Motifs: 0 1 2 3 4 5 6 7
Real Graph 10336 201 88741 29064 3021 9647 1419 13
Random Graphs (Mean) 10500 110 86899 75330 6376 449 204 6

**rt-twitter-copen**

Motifs: 0 1 2 3 4 5 6 7
Real Graph 6979 149 37569 34618 4294 183 179 11
Random Graphs (Mean) 7267 53 39859 44103 2298 205 52 1

Part C:

This part calculates the statistical significance of each connected motif with 3 or 4 nodes in each of the real-world networks by calculating its Z-score. It uses the results from Parts A and B to generate the random graphs and motifs counts for each random graph. It uses the mean and standard deviation of the counts of the motifs in the random graphs to calculate the Z-score of the counts of the motifs in the original graph. It returns a dictionary of Z-scores for each motif.

def calculate_z_scores(motifs_counts_real, motifs_counts_randoms):
    z_scores = {}
    for i in range(len(motifs_counts_real)):
        random_motif_counts = [
            motifs_counts_random[i] for motifs_counts_random in motifs_counts_randoms
        ]
        real_motif_count = motifs_counts_real[i]
        mean_random = np.mean(random_motif_counts)
        std_random = np.std(random_motif_counts)
        z_score = (real_motif_count - mean_random) / std_random
        z_scores[i] = z_score
    return z_scores
# save table

This part plots the Z-score of each motif on a bar chart with the motifs on one axis and their significance scores on the other axis. It uses matplotlib to plot the chart and saves it as a PNG file.

Output Graphs:

**bio-DM-LC**

bio-DM-LC

**rt-twitter-copen**

rt-twitter-copen

Conclusion:

This program analyzes the prevalence of connected motifs with 3 or 4 nodes in two real-world networks.

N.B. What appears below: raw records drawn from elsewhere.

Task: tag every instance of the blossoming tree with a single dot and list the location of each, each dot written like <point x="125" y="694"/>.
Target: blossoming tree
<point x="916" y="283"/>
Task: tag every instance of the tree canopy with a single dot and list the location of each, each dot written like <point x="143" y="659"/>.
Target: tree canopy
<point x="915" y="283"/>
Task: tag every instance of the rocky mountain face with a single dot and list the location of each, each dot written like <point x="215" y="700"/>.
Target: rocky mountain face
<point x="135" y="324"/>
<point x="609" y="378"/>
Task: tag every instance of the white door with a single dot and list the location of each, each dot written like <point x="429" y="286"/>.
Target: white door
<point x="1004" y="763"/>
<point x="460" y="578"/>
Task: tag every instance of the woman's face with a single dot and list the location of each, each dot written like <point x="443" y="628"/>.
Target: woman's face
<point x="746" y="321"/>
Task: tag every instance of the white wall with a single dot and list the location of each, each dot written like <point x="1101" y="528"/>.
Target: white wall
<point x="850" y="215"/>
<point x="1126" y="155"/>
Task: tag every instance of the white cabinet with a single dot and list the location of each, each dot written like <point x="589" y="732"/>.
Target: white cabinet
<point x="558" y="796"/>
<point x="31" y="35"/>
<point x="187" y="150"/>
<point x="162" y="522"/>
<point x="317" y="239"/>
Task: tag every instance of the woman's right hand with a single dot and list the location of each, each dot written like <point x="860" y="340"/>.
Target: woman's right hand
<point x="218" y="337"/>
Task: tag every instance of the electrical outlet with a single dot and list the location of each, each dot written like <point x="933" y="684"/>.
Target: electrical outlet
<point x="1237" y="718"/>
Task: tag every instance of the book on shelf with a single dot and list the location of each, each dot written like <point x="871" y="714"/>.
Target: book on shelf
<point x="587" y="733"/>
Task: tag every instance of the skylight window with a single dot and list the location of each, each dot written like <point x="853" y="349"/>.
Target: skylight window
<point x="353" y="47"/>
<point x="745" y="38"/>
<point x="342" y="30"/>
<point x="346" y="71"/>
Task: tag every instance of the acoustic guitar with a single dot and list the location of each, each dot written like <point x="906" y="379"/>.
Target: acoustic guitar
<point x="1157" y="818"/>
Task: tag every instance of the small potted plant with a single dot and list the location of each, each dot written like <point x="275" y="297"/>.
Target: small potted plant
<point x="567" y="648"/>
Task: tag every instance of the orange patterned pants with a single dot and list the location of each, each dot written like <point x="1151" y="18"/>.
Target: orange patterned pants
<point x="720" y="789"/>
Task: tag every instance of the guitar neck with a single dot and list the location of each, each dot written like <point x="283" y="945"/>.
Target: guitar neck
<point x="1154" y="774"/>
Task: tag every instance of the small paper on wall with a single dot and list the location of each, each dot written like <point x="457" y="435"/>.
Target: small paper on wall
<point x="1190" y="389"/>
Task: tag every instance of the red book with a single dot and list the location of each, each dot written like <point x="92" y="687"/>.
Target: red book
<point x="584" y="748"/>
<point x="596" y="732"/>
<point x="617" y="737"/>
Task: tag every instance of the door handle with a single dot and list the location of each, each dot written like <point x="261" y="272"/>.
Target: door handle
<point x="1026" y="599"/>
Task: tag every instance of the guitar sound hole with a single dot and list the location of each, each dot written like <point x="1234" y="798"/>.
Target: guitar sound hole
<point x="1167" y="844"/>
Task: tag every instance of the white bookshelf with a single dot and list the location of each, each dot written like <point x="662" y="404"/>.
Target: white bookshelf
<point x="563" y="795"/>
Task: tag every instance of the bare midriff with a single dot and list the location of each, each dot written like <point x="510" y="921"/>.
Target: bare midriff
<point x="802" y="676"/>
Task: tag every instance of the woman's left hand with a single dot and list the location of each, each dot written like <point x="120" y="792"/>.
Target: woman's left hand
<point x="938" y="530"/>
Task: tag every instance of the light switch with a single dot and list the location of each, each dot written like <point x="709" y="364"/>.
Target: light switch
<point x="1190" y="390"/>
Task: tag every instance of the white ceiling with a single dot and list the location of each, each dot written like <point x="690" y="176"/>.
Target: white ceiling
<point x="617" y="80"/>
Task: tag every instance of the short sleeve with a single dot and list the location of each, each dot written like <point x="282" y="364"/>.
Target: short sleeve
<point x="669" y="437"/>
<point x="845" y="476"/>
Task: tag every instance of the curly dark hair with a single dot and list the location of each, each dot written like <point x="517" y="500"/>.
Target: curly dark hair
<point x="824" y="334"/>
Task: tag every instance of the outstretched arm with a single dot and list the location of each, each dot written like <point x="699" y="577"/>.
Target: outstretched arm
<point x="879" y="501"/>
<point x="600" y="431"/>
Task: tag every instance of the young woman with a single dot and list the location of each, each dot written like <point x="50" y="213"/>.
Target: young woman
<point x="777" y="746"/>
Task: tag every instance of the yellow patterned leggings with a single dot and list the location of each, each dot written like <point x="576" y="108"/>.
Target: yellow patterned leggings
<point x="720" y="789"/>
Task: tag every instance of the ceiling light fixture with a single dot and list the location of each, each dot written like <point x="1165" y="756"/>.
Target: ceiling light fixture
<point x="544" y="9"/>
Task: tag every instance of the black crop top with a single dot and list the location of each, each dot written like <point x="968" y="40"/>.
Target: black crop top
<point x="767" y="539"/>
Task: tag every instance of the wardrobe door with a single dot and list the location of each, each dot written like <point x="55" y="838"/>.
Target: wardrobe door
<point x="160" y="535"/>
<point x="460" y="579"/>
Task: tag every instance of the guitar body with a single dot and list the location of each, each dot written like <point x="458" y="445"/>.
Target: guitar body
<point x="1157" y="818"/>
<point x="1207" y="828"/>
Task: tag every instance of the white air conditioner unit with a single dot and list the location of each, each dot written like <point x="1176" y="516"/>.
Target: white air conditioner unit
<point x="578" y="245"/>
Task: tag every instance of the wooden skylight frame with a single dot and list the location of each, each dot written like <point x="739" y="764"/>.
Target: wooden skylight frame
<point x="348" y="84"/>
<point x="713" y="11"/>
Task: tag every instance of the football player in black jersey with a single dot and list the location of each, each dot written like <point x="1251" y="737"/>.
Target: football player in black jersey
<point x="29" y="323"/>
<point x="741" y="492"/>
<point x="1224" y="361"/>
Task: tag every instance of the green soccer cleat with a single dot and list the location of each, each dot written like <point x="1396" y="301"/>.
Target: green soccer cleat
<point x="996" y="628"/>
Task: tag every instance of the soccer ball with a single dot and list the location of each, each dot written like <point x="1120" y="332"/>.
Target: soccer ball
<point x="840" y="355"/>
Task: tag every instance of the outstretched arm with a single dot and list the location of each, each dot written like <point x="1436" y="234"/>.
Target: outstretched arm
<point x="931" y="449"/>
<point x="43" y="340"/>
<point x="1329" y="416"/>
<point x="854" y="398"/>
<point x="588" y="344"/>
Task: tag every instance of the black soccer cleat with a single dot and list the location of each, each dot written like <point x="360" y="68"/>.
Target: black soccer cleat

It uses the graph-tool library to count the motifs and generates random graphs with the same degree sequence as the original graphs for comparison. It calculates the Z-score of the counts of each motif in the original graph by comparing them to the counts in the random graphs. It presents the results with a bar chart showing the Z-score of each motif.